Je ne me souviens pas d'avoir lu un seul article de ma vie répondant à cette question : comment se fait-il que la Sécu alsacienne soit équilibrée, tout en remboursant mieux que la "française" ?
Rédigé par : Robert Marchenoir | jeudi 19 mar 2015 à 22:56
Comme je l'ai écrit : l'équilibre de la "sécu alsacienne" n'a qu'un intérêt relatif. Il traduit seulement une égalité entre les dépenses et les recettes. En Alsace aussi le système reste étatisé : en cela il est fondamentalement mauvais ; inéquitable et nuisible.
Rédigé par : Hermès | samedi 21 mar 2015 à 15:57
http://www.persee.fr/web/revues/home/prescript/article/pharm_0035-2349_2008_num_95_357_6439
à propos de l'Alsace Lorraine
Rédigé par : Hermès | lundi 23 mar 2015 à 10:28
D'accord, Hermès, mais ça ne nous dit pas grâce à quelles méthodes la Sécu alsacienne est cent fois meilleure que la Sécu générale.

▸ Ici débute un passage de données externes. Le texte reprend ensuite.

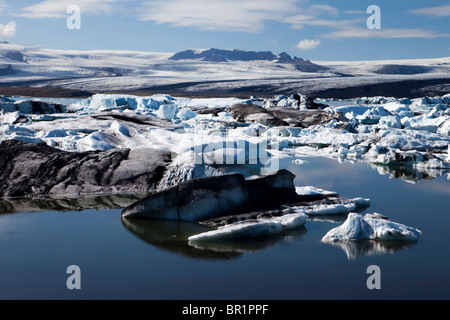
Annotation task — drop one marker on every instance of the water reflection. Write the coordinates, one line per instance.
(68, 204)
(173, 236)
(358, 248)
(410, 174)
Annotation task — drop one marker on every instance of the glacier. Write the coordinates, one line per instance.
(371, 227)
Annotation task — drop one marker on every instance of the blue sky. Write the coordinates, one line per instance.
(316, 30)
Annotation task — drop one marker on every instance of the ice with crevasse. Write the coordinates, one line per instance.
(251, 229)
(378, 130)
(371, 227)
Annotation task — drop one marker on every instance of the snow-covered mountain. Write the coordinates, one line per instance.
(216, 72)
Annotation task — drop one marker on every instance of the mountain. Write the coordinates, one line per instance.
(25, 70)
(220, 55)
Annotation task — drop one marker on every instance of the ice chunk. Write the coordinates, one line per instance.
(167, 111)
(186, 114)
(310, 190)
(371, 227)
(390, 122)
(253, 229)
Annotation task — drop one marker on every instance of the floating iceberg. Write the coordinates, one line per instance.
(257, 228)
(371, 227)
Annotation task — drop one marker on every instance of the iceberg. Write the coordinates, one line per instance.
(371, 227)
(252, 229)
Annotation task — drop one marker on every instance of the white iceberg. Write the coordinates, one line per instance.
(371, 227)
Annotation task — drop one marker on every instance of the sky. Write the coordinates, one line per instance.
(317, 30)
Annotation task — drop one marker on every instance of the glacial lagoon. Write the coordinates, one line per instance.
(137, 259)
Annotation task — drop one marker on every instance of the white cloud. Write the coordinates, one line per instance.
(58, 8)
(391, 33)
(8, 30)
(218, 15)
(308, 44)
(319, 9)
(442, 11)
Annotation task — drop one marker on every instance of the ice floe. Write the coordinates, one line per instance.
(252, 229)
(371, 227)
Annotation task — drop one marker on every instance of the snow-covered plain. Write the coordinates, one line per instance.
(125, 71)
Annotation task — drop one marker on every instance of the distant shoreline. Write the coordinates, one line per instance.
(399, 89)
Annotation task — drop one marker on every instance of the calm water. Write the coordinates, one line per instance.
(152, 260)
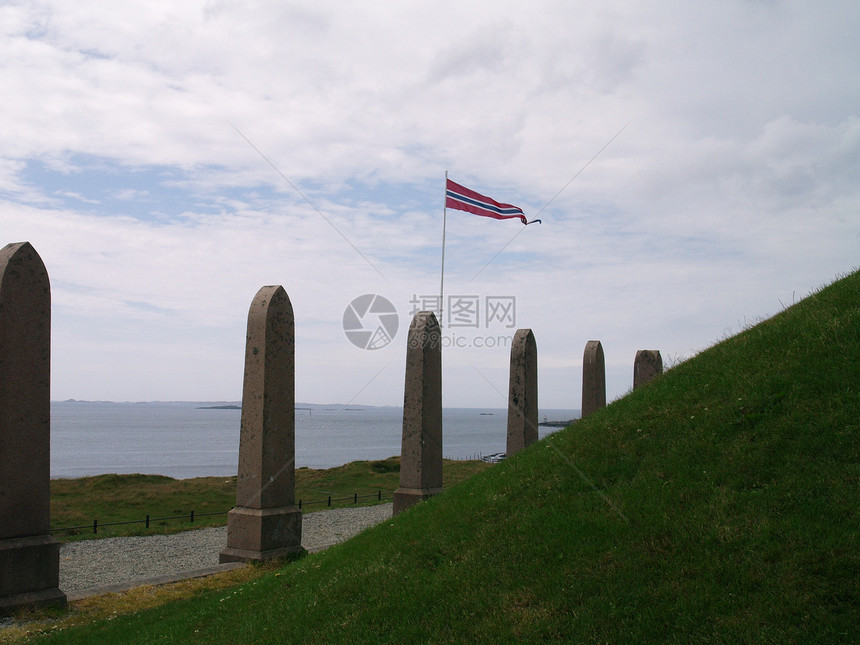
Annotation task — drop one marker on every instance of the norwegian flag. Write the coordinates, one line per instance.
(461, 198)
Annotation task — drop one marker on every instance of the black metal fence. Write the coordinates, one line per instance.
(95, 526)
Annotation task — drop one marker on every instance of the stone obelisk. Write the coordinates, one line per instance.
(265, 523)
(522, 393)
(29, 555)
(421, 448)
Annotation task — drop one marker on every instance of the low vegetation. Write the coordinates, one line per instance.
(719, 503)
(115, 499)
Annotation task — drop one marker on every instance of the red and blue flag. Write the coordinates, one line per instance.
(462, 198)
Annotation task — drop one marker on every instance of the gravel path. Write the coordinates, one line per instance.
(94, 563)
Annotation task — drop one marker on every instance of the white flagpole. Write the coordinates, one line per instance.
(444, 223)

J'entends bien qu'on peut toujours refuser ce qui n'est pas parfait selon le dogme libéral, mais enfin faute de soutien populaire pour supprimer la Sécu ou même la mettre en concurrence avec le privé, on pourrait peut-être commencer à se demander comment fonctionne ce qui marche infiniment mieux que le reste, et qui se trouve en France même ?
Les Alsaciens sont moins malades que les autres ? Ils ont des organes en moins ? Ce sont des extra-terrestres ? Il est quand même ahurissant qu'aucun des milliers de soi-disant spécialistes de la question ne se donne la peine d'aller y voir !
Petite réponse
Merci de votre excellente question. Quoiqu'en partance (je ne pourrai publier aucun commentaire du 25 mars au 8 avril) je me permets d'intervenir. Je ne sais plus très bien ce que veut dire "en France" dans ce contexte. Je sais en revanche que les Alsaciens, les Mosellans, comme leurs voisins et cousins suisses, traversent dans les clous. Les "Français de l'intérieur" un peu moins.
D'autre part je signale que dans les comparaisons de "régimes", on néglige un peu trop la question de l'assurance dite "complémentaire", objet de magouillages de maquillages et de maquignonnages. Si "on" l'a rendu désormais obligatoire, ce n'est pas pour rien. Pensons plus souvent à cette institution philosophique et philanthropique, à laquelle les "mutuelles" servent de base matérielle.
Amitiés.
Rédigé par : Robert Marchenoir | lundi 23 mar 2015 à 15:43
Alsace moselle ne font pas dans la bobolâtrie,bobophilie;"mentalité"allemande.
Rédigé par : Dominique | mardi 24 mar 2015 à 09:00
@Robert Marchenoir sans faire ici un débat - ce que je ferais moins bien que Jean-Gilles et Georges Lane : http://editions-du-trident.fr/PB/secu-lane-garello090220.htm - permettez moi de signaler qu'[email protected] fournit des réponses à vos questions : d'une part ils paient (un peu) plus, et la plupart des Mosellans et des Alsaciens traversent effectivement dans les clous, comme en Suisse et peut être aussi en Allemagne (pays à l'origine du régime social d'Alsace-Loraine).